Celo Pax dá razão a ela. Acha Porto Alegre uma cidade bem difícil para arte em geral, ainda mais a de rua. Ele se sustenta hoje disso, paga as contas, ajuda a mãe, por meio de painéis encomendados por moradores e empresas — o Céu Bar+Arte, na Rua Lima e Silva, foi um dos últimos que grafitou. Mas tem vivido uma relação difícil com as autoridades e legislação na cidade — o que explica porque a maior parte das suas últimas obras foram feitas em São Paulo.
Conta que já foi abordado pela Guarda Municipal com arma apontada na cabeça, que já precisou deitar no chão. Já teve também que responder na Justiça por seus grafites porque não conseguiu comprovar na hora que era uma obra autorizada. E já teve os equipamentos confiscados.
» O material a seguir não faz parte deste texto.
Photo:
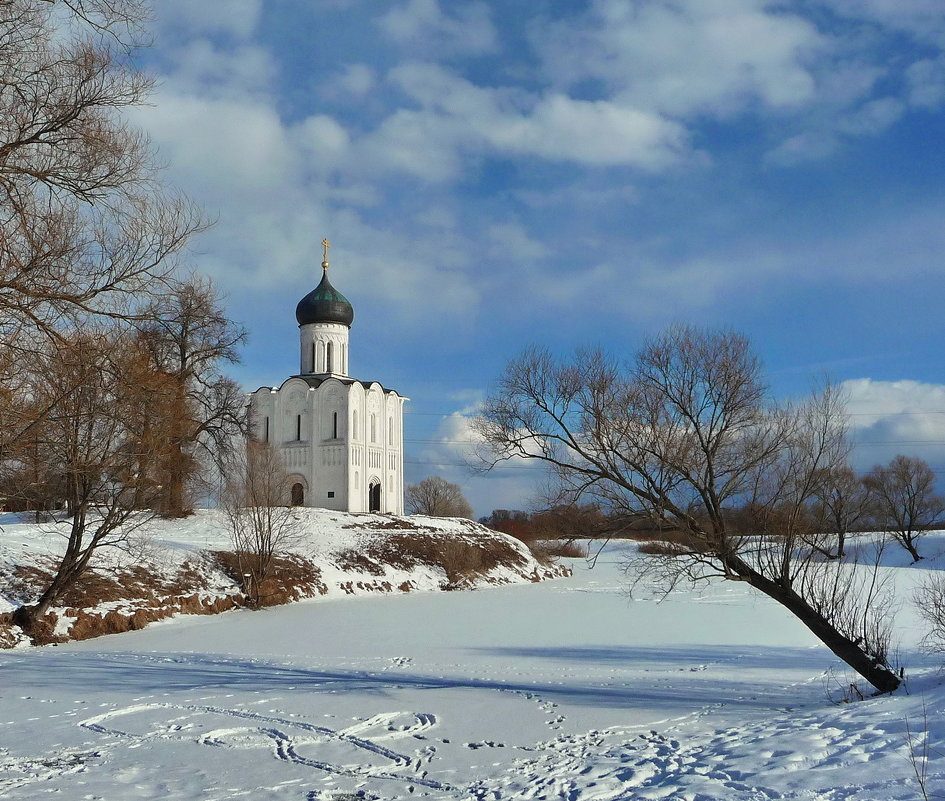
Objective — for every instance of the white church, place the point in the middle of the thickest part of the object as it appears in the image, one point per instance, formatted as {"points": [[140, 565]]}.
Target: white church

O artista acha necessário que haja um diálogo maior entre as autoridades e quem faz arte na rua. Cita uma praça em Barcelona (Espanha), cercada por muros dedicados ao grafite, e o próprio Beco do Batman, travessa toda grafitada na Vila Madalena que virou um dos principais pontos turísticos de São Paulo.
— O Beco está sempre atulhado de turista, gastando uma grana com obra de arte nas galerias da volta. É óbvio que arte de rua tem esse potencial, só falta enxergar — ressalta.
Arte x pichação, no raciocínio da Guarda
O comandante da Guarda Municipal de Porto Alegre, Marcelo Nascimento, afirma que "o que difere grafite de pichação não é a arte ou beleza, mas a sua autorização":
— Caso o artista efetue alguma intervenção em local proibido ou não autorizado, devemos efetuar a fiscalização.
O comandante explica que é pedida a autorização do proprietário ou poder público e, caso o artista não apresente, é autuado e conduzido à delegacia para efetuar a ocorrência policial. Ele responderá, segundo o comandante, ao artigo 65 da Lei 9605/98, que determina: "Pichar, grafitar ou por outro meio conspurcar edificação ou monumento urbano: Pena - detenção, de três meses a um ano, e multa".
Nascimento afirma ainda que a fiscalização feita pela Guarda obedece às técnicas policiais de abordagem e que qualquer abuso pode ser denunciado à ouvidoria e à corregedoria.
GZH perguntou à assessoria da prefeitura de Porto Alegre se há projetos para incentivar o grafite na cidade, mas não recebeu resposta até a publicação desta reportagem.